Unter der Back unterhielt sich der Segelmacher mit Potter. Ob der sich wohl jemals wieder richtig erholen würde? Es mochte ihm nicht leicht fallen, schon wieder so dicht bei Muljadis Festung zu sein. Aber außer dem Gefangenen war er der einzige, der gesehen hatte, was hinter den schützenden Riffen und Sandbänken lag.

Trotz seines schweren Rockes überlief Bolitho ein Schauer.

Wenn er nun seinen Gegner falsch eingeschätzt hatte? Dann konnte aus ihm ein zweiter Potter we rden, ein elendes, gebrochenes Wrack, so gut wie tot für seine Schwestern und alle seine Bekannten in England. Und Viola Raymond? Wie lange würde sie brauchen, um ihn zu vergessen?

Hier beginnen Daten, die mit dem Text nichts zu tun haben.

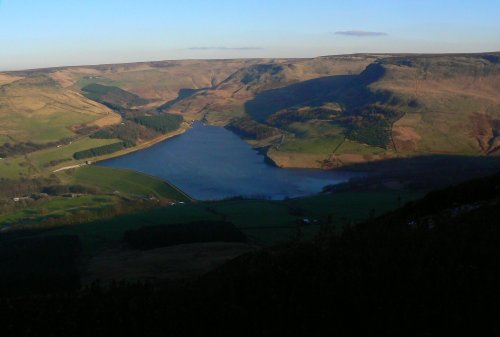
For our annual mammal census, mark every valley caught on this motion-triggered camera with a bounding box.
[3,1,500,334]
[1,52,500,237]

Er schüttelte diese Stimmung ab und sagte:»Mr. Soames! Sie können auf Gefechtsstationen trommeln lassen. «Er sah, wie eine Welle der Erregung die Männer an Deck durchlief.»Üben Sie zuerst mit der Backbordbatterie!»

Allday kam das schiefliegende Deck herauf und drehte den Degen in den Händen, bevor er ihn Bolitho umschnallte.

«Sie nehmen mich doch mit, Captain?«Er fragte ganz ruhig, aber Bolitho sah an seinen Augen, wie gespannt er war.«»Diesmal nicht, Allday.»

Befehle schrillten durch das Mannschaftsdeck, atemlos rannten die Trommeljungen der Marineinfanterie zur Achterdeckreling, zogen die Schlegel aus dem weißen Koppel und begannen ihren drängenden Wirbel.

Allday beharrte:»Aber Sie werden mich brauchen!»

«Ja. «Bolitho blickte ihn ernst an.»Das werde ich immer… «Aber im Wirbeln der Trommeln und im Getrampel der Männer, die wieder einmal auf Gefechtsstation eilten, gingen die letzten Worte unter.